Vendredi, 14 décembre 2018

Abolir le délit de blasphème. La norme pénale antiraciste et la protection contre l'atteinte à l'honneur et contre l'injure sont suffisantes

Le Conseil fédéral est chargé d'abroger l'article 261 du code pénal (Atteinte à la liberté de croyance et des cultes). L'article 261bis (Discrimination raciale) sera déplacé dans son intégralité à l'article 261.
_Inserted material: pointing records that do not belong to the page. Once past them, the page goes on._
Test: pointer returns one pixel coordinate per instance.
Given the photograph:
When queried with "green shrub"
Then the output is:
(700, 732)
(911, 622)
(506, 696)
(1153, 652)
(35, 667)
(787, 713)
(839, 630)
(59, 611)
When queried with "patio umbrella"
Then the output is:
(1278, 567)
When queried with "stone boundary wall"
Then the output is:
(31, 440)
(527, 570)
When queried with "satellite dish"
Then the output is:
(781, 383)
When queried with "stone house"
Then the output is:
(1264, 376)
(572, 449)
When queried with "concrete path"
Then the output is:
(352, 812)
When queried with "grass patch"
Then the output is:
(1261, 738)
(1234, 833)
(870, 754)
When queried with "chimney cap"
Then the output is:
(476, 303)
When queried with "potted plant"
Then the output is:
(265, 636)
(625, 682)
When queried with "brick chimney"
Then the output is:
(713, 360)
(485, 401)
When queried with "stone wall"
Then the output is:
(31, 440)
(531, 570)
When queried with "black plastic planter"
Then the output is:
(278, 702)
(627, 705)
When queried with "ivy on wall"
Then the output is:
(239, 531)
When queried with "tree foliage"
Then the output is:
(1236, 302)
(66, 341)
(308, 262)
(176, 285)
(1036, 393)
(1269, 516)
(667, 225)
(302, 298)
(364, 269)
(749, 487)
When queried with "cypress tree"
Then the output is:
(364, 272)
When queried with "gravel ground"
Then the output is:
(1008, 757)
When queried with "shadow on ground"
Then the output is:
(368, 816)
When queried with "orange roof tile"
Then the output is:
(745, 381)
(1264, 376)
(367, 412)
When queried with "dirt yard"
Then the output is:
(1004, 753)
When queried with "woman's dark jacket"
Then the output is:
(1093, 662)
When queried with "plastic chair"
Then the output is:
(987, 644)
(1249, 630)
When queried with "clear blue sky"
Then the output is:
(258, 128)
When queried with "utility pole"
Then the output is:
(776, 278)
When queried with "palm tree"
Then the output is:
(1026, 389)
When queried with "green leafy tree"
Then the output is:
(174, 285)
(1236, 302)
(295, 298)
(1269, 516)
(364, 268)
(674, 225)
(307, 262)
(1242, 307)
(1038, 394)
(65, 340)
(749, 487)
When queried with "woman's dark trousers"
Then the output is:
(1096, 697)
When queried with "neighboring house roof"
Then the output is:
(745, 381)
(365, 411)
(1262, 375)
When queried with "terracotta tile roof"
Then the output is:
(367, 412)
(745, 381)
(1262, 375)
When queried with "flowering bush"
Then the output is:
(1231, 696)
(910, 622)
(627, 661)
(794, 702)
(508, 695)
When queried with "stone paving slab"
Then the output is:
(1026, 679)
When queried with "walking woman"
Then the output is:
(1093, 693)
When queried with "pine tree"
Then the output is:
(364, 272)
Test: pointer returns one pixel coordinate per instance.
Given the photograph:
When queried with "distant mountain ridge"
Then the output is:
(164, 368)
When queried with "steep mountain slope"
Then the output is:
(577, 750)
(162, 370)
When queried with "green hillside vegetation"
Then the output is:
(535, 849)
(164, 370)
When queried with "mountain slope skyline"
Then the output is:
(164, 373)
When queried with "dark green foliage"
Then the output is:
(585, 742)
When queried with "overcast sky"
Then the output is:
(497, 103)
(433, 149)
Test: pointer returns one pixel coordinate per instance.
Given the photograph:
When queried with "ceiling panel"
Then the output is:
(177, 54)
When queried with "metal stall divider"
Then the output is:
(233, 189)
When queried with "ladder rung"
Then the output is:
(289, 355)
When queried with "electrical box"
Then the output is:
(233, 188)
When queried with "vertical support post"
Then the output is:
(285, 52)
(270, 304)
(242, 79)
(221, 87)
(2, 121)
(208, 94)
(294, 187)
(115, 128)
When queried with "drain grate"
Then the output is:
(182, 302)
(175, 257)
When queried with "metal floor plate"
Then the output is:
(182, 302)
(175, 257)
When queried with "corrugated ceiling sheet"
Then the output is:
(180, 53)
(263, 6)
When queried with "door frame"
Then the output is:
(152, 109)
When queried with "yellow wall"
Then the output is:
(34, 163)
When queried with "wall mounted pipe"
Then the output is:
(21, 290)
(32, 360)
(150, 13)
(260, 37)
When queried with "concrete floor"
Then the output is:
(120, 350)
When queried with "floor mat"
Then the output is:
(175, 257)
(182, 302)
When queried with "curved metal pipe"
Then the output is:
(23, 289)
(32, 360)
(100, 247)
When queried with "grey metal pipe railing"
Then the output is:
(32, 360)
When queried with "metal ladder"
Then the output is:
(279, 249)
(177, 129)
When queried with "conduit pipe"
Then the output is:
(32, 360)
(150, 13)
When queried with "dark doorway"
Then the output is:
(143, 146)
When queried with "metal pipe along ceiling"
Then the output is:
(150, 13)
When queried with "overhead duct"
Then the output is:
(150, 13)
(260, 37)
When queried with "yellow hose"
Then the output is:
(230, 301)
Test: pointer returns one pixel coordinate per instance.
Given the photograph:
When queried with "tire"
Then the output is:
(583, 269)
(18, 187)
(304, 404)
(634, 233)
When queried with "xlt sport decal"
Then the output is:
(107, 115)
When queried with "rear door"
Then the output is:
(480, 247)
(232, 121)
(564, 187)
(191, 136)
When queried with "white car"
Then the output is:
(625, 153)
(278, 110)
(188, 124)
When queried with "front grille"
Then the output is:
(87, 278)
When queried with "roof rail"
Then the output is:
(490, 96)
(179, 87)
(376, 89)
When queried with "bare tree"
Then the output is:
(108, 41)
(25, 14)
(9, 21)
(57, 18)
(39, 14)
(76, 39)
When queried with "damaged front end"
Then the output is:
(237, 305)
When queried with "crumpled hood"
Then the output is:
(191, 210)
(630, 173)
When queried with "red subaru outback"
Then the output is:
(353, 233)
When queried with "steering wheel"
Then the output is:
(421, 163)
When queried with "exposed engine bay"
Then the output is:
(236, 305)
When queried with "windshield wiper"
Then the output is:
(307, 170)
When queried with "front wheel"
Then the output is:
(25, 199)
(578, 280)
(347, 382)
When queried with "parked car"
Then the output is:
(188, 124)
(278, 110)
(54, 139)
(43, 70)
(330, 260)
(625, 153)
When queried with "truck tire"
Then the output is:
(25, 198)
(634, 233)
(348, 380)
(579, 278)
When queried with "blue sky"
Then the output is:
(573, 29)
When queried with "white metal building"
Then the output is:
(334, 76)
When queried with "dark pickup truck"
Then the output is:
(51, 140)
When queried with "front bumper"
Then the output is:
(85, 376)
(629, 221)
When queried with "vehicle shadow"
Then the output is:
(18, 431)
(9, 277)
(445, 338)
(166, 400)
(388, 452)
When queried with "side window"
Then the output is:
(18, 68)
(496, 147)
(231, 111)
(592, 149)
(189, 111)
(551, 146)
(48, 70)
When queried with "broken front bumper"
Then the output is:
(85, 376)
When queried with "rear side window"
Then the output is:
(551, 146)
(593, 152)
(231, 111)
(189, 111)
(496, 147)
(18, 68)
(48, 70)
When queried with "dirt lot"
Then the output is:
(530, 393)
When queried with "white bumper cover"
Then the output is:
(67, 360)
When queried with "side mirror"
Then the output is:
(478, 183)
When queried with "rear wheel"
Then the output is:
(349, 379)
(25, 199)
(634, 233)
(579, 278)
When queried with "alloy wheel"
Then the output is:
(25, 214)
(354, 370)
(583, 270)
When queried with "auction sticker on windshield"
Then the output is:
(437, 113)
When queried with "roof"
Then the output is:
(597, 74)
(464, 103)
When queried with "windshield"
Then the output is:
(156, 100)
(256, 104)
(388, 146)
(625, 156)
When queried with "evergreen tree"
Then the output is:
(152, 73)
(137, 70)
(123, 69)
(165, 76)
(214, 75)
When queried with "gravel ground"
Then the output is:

L'article 261bis du Code pénal (CP) protège à juste titre les religions et différents groupes de notre société contre la haine, la discrimination et le rabaissement ou le dénigrement systématique. Les articles 173 à 177 CP, qui protègent tout un chacun contre les atteintes à l'honneur et les injures, complètent le dispositif, de même que les article 28 et suivants du Code civil, qui permettent de se défendre contre les atteintes à la personnalité.

 

Or, en Suisse, le blasphème est aujourd'hui punissable en sus. L'article 261 CP ne punit certes pas directement les paroles qui outragent la divinité, mais le fait de "bafou[er] les convictions d'autrui en matière de croyance, en particulier de croyance en Dieu". En d'autres termes, les convictions religieuses ne peuvent pas être critiquées publiquement dans la même mesure que d'autres opinions philosophiques.

 

Il est anachronique qu'un Etat laïque et libéral érige le blasphème en une infraction spécifique. D'autres Etats européens l'ont bien compris: le Danemark, la France, la Norvège, l'Islande et Malte ont déjà aboli le délit de blasphème. Même la catholique Irlande a suivi à la fin octobre 2018: lors d'un référendum, deux tiers des votants ont accepté de supprimer le délit de blasphème de leur Constitution.

 

Il est temps que la Suisse leur emboîte le pas, ne serait-ce que pour donner un signal clair aux pays qui utilisent le délit de blasphème pour poursuivre les minorités religieuses et les personnes non religieuses et, souvent, les condamner à la prison voire à la peine de mort.